Dem CDU-Innenpolitiker Patrick Sensburg ist es wichtig zu unterscheiden: "Der Schutz für Flüchtlinge ist für mich in erster Linie als 'Schutz auf Zeit' zu verstehen. Wer herkommen möchte, um hier dauerhaft zu leben und zu arbeiten, dem stehen andere Wege offen, wenn er die nötigen Qualifikationen mitbringt und unsere Werte anerkennt."
Es gibt noch viel zu schaffen
Die Gesellschaft ist bis heute in der Migrationspolitik tief gespalten. Stabil rund 60 Prozent der Deutschen glauben, dass das Land die Flüchtlinge gut verkraften kann, 40 Prozent sind vom Gegenteil überzeugt. Der Politikwissenschaftler Herfried Münkler hat gesagt, das Jahr 2015 habe die "Spaltungslinie in der deutschen Gesellschaft offengelegt" und die Politik radikalisiert: "Der Sog zur politischen Mitte hin, den wir vorher gesehen haben, fand da ein Ende."
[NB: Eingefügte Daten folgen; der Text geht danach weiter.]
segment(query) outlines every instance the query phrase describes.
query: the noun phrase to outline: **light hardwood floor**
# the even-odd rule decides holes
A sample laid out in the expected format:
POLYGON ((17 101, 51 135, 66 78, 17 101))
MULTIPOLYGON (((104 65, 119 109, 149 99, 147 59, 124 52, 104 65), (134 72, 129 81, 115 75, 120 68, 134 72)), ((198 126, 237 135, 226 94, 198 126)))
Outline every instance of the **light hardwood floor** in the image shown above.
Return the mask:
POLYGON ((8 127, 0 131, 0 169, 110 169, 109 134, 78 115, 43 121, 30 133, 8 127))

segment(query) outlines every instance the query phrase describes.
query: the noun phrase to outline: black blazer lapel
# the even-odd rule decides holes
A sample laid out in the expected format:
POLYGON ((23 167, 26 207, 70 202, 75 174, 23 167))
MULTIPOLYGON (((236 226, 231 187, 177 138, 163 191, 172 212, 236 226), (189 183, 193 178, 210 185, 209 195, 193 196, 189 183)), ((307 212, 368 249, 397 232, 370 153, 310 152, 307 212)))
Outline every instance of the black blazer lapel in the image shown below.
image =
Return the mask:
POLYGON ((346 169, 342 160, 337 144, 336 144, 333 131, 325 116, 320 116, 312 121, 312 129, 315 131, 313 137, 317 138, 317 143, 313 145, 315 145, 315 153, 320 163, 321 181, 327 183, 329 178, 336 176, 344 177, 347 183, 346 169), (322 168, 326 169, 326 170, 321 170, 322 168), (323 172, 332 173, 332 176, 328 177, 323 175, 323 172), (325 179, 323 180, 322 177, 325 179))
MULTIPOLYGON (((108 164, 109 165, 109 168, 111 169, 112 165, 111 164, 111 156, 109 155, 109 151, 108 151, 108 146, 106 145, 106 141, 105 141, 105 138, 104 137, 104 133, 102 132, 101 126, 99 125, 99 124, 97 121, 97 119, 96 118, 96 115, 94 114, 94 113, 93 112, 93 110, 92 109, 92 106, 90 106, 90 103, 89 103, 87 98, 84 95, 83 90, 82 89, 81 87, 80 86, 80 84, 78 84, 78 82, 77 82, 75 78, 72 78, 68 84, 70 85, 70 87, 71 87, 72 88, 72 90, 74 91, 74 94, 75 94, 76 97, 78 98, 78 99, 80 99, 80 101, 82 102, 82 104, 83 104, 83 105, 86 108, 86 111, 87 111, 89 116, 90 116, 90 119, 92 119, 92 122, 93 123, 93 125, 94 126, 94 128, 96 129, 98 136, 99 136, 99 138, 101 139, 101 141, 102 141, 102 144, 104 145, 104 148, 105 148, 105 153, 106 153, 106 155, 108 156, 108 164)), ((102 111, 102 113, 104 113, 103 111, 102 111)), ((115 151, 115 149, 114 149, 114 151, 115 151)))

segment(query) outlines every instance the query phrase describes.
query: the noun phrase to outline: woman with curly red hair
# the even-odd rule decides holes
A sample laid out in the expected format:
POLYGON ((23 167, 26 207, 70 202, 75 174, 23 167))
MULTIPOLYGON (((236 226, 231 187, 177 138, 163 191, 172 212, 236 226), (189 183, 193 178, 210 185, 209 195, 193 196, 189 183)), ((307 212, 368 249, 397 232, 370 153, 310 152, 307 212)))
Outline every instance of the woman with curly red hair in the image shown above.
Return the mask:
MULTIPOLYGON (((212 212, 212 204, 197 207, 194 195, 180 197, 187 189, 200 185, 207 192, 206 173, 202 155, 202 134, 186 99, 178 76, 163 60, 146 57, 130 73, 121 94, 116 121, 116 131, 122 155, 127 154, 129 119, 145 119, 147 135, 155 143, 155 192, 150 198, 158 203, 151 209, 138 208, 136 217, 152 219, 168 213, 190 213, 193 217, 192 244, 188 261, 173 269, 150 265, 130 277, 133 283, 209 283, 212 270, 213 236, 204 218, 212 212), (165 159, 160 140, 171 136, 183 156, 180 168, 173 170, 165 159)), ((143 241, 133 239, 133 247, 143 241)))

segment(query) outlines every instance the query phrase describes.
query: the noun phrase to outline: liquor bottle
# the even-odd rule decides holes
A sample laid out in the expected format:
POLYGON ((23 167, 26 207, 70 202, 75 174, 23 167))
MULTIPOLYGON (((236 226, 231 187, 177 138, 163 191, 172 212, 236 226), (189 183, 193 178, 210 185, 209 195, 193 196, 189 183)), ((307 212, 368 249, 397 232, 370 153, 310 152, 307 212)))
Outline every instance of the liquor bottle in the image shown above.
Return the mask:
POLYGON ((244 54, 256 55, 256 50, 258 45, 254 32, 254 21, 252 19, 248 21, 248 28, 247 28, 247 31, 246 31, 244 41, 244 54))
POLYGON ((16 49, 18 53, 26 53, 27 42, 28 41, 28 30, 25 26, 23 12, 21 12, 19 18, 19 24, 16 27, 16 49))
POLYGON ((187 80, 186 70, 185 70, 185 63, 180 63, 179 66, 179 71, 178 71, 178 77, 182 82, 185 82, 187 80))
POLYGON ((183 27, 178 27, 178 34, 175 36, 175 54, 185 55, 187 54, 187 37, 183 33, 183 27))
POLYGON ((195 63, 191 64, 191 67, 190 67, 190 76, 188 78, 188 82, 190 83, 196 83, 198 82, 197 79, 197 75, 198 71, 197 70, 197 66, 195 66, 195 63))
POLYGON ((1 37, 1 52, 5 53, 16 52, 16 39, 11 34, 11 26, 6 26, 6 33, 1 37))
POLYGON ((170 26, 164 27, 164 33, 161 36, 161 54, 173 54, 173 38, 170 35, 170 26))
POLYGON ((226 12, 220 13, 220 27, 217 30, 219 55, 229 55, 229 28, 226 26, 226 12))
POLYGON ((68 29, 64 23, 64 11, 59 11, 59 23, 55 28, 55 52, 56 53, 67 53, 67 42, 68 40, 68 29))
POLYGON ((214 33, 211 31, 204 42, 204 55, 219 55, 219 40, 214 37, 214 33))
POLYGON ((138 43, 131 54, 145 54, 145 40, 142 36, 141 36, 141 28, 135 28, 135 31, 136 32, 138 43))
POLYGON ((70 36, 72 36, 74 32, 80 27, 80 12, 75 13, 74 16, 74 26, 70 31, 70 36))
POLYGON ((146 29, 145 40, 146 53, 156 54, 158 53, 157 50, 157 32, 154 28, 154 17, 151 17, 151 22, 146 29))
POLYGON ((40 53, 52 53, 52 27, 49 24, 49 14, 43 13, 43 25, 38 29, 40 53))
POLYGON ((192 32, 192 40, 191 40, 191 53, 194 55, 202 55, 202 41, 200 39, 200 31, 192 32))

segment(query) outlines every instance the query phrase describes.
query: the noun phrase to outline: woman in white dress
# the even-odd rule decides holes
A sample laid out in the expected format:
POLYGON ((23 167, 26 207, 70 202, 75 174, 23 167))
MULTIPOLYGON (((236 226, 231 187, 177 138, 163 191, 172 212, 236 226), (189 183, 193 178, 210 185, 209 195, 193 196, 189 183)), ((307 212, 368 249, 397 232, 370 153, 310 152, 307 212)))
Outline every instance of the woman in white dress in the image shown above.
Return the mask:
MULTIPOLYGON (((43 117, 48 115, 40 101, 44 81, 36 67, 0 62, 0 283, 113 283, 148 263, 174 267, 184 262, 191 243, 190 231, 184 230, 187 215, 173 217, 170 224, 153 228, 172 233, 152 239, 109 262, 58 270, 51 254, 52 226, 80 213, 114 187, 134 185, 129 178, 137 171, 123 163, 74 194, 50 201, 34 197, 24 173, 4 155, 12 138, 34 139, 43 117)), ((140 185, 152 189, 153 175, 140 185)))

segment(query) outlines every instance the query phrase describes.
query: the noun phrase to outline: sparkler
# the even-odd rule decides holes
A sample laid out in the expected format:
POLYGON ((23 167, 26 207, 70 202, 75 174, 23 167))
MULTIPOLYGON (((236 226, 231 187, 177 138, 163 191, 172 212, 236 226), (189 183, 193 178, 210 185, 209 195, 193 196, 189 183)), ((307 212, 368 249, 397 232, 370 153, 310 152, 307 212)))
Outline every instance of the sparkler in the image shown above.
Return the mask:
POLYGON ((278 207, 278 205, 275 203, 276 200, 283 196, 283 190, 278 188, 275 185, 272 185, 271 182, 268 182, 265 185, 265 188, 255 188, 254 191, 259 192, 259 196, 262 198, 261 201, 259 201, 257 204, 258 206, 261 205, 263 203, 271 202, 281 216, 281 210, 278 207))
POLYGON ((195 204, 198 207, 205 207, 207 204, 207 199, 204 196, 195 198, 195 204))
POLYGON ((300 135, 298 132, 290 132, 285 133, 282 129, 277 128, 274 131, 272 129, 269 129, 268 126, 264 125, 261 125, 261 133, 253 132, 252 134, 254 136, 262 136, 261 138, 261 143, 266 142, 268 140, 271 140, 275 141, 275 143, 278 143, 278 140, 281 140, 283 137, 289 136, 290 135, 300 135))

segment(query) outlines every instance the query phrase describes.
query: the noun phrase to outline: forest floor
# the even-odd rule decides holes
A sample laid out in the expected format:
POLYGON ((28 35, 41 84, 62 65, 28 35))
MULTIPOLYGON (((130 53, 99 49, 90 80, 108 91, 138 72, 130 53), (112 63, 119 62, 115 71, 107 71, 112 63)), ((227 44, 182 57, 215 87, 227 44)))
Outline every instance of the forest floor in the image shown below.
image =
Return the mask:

Hat es die Gesellschaft fünf Jahre nach Merkels berühmtem Satz geschafft? Der frühere Innenminister de Maizière sagt heute immerhin: "Wir haben viel geschafft." Sein Parteifreund Patrick Sensburg findet, Deutschland habe "die Flüchtlingskrise 2015 alles in allem gut gemeistert". Irene Mihalic von den Grünen kommt zu dem Schluss: "Integration geht nicht von heute auf morgen, und wir werden auf allen Ebenen weiter damit zu tun haben. Ich bin aber überzeugt davon, dass die Migration für Deutschland eine große Chance ist, gerade mit Blick auf den Arbeitsmarkt und die demographische Entwicklung."
Studien des Deutschen Institut für Wirtschaftsforschung (DIW) sehen das ähnlich. Deutschland ist demnach auf dem Weg, es zu schaffen. Das DIW geht aber von noch vielen Anstrengungen aus, die sowohl die Geflüchteten als auch die Aufnahmegesellschaft leisten müssen.